Designing a Chat System: Storing History, Read Receipts, and Online Status (Presence)
The Three-Second Problem
You send a message in a group chat with 47 people. Within three seconds, you need to know: did it save? Who saw it? Who’s actually online right now? That three-second window contains six distinct database writes, 47 WebSocket notifications, and a presence check across three data centers. Miss any piece, and users lose trust in your platform. This is why WhatsApp processes over 100 billion messages daily while maintaining sub-second delivery guarantees—every architectural decision cascades into user perception of reliability.
The Three Pillars of Chat Architecture
Building a chat system requires solving three interconnected challenges simultaneously: durable message storage, accurate read receipt tracking, and real-time presence management. Each pillar has failure modes that aren’t immediately obvious.
Message Storage: Write-Through vs Write-Behind
Most chat systems face a critical decision: do you confirm message delivery after writing to the database (write-through) or after acknowledging receipt in memory (write-behind)? WhatsApp uses write-through—your message doesn’t show a checkmark until it’s persisted to their distributed storage. This adds 50-100ms of latency but guarantees durability. Slack, conversely, uses write-behind with append-only logs, acknowledging messages immediately then asynchronously persisting to their data warehouse. The trade-off: Slack feels faster but has a small window where messages could be lost in a catastrophic failure.
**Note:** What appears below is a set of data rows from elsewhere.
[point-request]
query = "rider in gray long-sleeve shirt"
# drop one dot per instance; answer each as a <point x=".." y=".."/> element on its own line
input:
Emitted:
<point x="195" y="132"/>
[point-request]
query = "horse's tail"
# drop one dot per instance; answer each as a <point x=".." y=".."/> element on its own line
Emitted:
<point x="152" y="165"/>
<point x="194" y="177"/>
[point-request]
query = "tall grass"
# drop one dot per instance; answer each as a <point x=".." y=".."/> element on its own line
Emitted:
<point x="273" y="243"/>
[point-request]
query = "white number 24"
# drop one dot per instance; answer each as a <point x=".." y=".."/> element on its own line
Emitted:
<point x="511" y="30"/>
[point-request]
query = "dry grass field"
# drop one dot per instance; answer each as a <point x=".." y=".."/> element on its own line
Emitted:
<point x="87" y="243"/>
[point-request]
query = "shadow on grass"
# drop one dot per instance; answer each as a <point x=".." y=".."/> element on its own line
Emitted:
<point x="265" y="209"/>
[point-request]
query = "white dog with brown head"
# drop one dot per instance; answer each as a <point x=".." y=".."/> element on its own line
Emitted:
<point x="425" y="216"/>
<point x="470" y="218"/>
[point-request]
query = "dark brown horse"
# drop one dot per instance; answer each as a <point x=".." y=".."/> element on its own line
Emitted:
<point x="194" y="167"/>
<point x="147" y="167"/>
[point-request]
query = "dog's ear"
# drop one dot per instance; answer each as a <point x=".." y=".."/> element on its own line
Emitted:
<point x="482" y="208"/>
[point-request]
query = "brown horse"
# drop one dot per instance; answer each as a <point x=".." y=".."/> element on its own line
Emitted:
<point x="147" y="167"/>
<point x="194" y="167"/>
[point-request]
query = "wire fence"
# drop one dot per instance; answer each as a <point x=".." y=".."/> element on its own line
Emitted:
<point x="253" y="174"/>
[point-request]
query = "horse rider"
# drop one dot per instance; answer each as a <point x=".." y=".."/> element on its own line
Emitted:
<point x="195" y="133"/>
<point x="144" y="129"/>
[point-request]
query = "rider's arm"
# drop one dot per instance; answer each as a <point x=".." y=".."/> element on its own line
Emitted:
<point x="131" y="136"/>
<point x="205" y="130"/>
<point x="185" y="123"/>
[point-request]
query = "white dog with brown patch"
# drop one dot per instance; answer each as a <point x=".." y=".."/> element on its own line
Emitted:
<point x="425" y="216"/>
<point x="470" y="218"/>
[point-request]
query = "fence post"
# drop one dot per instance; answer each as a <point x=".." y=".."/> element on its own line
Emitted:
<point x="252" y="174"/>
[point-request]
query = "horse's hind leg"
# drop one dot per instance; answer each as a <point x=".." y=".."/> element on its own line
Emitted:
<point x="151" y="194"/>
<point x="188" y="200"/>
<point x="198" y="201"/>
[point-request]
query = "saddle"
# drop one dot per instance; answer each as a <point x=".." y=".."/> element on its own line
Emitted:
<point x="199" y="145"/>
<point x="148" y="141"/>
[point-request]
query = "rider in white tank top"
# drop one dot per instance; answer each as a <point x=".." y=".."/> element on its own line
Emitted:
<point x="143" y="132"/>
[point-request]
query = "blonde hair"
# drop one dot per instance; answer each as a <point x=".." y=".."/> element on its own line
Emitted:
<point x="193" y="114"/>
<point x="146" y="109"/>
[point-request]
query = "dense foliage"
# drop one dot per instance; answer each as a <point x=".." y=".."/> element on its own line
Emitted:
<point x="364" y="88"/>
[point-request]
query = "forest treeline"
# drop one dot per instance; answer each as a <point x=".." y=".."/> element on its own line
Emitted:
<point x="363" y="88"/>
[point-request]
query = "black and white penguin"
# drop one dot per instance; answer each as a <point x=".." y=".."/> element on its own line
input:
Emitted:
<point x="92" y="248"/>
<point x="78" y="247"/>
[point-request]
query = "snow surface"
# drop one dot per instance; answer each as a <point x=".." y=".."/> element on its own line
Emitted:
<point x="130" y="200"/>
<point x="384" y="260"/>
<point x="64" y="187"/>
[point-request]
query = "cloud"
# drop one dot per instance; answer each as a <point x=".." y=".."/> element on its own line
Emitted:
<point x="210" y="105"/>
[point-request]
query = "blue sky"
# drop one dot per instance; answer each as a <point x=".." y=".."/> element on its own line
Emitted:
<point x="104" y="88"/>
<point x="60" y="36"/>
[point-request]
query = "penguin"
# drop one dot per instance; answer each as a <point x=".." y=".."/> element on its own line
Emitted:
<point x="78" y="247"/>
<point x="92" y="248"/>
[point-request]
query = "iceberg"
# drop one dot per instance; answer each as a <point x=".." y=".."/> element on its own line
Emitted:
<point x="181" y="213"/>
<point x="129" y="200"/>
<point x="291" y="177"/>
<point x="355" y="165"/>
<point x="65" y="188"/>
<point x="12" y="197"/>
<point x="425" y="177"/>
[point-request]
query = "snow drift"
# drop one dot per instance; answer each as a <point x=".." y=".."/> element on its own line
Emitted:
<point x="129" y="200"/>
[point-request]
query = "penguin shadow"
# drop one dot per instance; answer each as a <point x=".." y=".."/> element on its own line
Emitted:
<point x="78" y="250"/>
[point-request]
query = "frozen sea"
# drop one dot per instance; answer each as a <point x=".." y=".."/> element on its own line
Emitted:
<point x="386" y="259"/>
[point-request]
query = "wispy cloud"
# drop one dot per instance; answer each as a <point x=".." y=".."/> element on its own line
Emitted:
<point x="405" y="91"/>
The storage schema matters enormously at scale. Discord stores messages in ScyllaDB using a compound partition key: (channel_id, bucket) where bucket represents a 10-day window. This prevents hotspot partitions when popular channels receive thousands of messages per minute. Without bucketing, all writes to a single channel would hit the same partition, creating a bottleneck. They learned this the hard way when a server with 1.5 million users experienced 90-second message delays because all messages shared a single partition key.
Read Receipts: The Phantom Update Problem
Read receipts seem simple—just update a timestamp when someone reads a message, right? Wrong. At scale, you face the “phantom update problem”: if 1,000 people are in a channel and one person sends a message, you potentially need to track 1,000 read states. If those users read the message within the same minute, you’re writing 1,000 database updates in rapid succession.
Telegram solves this with a distributed counter architecture. Each read receipt increments a Redis counter, and every 10 seconds, a background job flushes aggregated counts to PostgreSQL. The sender sees “1,847 views” instead of individual timestamps, drastically reducing write amplification. For one-on-one chats where precision matters, they use a hybrid approach: instant updates for direct messages, aggregated counts for groups.
The critical edge case: what happens when a user goes offline mid-read? Signal handles this by storing “last_read_message_id” per conversation. When you reconnect, the client sends a batch read receipt for all messages since that ID. This prevents the “unread badge flickering” problem where offline periods cause read states to become inconsistent.